La exposición de Carlos Gallardo “A la carne de Chile” en D21 me ha hecho recordar nuestra presencia en la Bienal de Paris de 1982,  a través del envío chileno “hors-contingent”, entre los que debo mencionar, junto a las obras de Gallardo y de Jaar,  las obras de Eugenio Dittborn y de Marcela Serrano.

Prácticamente no hay fotografías del montaje, en un pasillo, entre dos tabiques enfrentados. Una de las fotografías me impresiona hasta hoy. Sobre el lomo de un caballo, Dittborn hace escribir con pintura la frase “a caballo regalado no se le mira el diente”. Sin embargo,  no he podido acceder a una imagen precisa. A lo menos, en esta imagen se puede percibir, debajo del trabajo de Marcela Serrano, una prueba de lo que estoy afirmando. A su lado, hay una reproducción de la mancha en el desierto. La tercera no logro identificarla.

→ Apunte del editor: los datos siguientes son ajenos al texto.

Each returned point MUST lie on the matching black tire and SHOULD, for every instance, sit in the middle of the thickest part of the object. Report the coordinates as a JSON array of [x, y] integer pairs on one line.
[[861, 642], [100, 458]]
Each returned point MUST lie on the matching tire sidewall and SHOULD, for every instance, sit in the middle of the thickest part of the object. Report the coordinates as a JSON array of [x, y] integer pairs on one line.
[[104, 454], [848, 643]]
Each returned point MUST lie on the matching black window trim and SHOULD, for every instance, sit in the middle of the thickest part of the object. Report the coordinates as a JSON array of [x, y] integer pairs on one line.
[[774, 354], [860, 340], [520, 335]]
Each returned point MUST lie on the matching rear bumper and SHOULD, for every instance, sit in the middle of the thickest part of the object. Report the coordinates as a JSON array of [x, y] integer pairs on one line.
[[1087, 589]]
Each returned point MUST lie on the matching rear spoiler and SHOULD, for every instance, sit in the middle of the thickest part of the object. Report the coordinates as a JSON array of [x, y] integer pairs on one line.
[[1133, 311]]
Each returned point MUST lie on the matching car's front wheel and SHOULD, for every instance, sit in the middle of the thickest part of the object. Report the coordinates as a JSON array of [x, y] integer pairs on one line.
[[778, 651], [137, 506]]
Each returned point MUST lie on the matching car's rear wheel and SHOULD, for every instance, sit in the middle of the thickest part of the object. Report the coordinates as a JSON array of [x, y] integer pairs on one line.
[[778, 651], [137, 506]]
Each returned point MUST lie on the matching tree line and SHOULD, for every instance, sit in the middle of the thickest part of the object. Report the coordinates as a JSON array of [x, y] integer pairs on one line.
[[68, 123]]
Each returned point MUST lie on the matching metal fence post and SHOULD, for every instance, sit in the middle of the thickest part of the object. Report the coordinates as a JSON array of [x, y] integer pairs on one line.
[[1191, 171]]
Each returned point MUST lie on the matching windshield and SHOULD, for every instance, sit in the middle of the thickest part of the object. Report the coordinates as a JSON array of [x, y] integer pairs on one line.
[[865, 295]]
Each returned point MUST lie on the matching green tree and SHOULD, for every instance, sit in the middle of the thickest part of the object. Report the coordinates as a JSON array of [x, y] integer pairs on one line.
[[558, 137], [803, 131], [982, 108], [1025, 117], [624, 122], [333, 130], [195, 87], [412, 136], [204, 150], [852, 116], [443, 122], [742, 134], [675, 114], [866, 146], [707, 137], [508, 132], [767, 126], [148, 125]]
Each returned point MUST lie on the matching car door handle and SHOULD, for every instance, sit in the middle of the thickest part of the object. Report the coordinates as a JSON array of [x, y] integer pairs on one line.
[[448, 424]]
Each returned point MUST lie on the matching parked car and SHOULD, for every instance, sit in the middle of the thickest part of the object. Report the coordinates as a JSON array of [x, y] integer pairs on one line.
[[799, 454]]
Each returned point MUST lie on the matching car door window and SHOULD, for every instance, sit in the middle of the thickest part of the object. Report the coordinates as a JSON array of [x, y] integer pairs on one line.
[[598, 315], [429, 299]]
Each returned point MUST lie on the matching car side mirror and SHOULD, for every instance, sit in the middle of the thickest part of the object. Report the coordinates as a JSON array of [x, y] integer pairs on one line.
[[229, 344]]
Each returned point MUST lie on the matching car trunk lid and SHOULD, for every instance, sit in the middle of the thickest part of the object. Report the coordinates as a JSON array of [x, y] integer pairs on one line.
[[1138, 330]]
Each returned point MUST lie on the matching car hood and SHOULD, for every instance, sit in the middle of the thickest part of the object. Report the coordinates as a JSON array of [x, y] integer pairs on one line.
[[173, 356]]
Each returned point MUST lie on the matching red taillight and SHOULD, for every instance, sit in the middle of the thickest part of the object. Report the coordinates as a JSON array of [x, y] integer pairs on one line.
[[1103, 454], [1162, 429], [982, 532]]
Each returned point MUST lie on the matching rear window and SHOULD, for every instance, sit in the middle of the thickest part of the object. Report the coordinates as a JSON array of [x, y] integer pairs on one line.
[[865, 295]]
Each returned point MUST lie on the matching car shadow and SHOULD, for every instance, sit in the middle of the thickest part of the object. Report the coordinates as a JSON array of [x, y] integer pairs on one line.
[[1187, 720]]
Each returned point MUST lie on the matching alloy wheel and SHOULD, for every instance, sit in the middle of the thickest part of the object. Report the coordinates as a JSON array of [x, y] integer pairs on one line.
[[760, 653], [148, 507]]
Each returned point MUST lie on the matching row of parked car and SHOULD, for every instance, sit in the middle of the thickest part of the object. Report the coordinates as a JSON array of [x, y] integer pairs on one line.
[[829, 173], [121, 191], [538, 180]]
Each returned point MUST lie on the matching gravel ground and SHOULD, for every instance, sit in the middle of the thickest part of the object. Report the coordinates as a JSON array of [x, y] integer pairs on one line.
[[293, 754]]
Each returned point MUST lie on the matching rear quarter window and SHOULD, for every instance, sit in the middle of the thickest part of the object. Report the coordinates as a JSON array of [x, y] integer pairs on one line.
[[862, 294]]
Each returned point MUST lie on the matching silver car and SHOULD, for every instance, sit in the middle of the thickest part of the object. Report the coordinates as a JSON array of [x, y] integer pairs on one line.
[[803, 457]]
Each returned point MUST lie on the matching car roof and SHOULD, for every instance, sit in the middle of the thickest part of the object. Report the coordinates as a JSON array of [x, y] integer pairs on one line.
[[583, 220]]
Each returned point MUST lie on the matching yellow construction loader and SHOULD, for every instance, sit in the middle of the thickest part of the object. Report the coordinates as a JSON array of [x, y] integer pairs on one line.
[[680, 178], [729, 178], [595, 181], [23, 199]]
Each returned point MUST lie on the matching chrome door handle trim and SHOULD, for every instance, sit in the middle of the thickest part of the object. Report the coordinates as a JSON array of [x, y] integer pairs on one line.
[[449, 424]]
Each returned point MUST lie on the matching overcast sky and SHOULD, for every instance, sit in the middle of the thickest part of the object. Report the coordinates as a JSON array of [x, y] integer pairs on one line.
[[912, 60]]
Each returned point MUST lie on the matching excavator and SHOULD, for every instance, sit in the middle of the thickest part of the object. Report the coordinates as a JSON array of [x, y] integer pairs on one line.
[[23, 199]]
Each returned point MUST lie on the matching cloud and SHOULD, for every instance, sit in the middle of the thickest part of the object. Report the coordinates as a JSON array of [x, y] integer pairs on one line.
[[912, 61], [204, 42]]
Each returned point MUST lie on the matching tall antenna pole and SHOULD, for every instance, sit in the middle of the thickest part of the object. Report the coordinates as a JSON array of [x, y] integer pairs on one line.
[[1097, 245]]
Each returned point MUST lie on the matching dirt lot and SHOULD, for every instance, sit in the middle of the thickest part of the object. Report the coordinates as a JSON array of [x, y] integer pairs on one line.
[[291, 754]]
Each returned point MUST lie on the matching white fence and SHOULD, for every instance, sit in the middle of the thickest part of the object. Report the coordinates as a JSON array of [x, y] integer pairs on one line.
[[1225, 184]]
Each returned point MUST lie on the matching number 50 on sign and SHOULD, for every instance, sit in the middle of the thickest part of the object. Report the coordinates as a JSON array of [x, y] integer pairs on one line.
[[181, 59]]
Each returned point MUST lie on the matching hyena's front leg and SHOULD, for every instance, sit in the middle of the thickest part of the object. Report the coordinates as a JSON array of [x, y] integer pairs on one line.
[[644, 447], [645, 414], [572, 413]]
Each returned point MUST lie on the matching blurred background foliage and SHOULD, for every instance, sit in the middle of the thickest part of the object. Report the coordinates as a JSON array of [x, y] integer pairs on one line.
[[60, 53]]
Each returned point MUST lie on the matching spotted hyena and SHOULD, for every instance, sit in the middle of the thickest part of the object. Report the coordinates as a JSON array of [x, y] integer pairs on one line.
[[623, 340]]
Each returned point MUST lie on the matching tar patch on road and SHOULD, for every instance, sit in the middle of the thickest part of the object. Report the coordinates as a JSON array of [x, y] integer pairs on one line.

También recuerdo el trabajo de Marcela Serrano, en que se hace fotografiar exhibiendo las pinturas corporales de  mujeres fueguinas, cuya fuente primera debe ser encontrada en la que ya realizara Martin Gusinde y cuya reproducción había sido impresa en uno de los números de revista CAL, para ilustrar un texto de Ronald Kay que llevaba por título “Señales para una mirada americana”.  Su trabajo contemplaba, además, escenas de una acción que se titulaba, justamente, "Autocrítica". 

Sin embargo, Dittborn hacía referencia  a su propia  "autocrítica",  montado en un cruel realismo  analítico frente a la oportunidad que le era ofrecida, de comparecer entrando por la ventana a un evento internacional, que sería, al parecer, el primero de envergadura al que asistía un conjunto de trabajos colectivizados por un formato documental que convertía el envío en un gran diario mural fotográfico. 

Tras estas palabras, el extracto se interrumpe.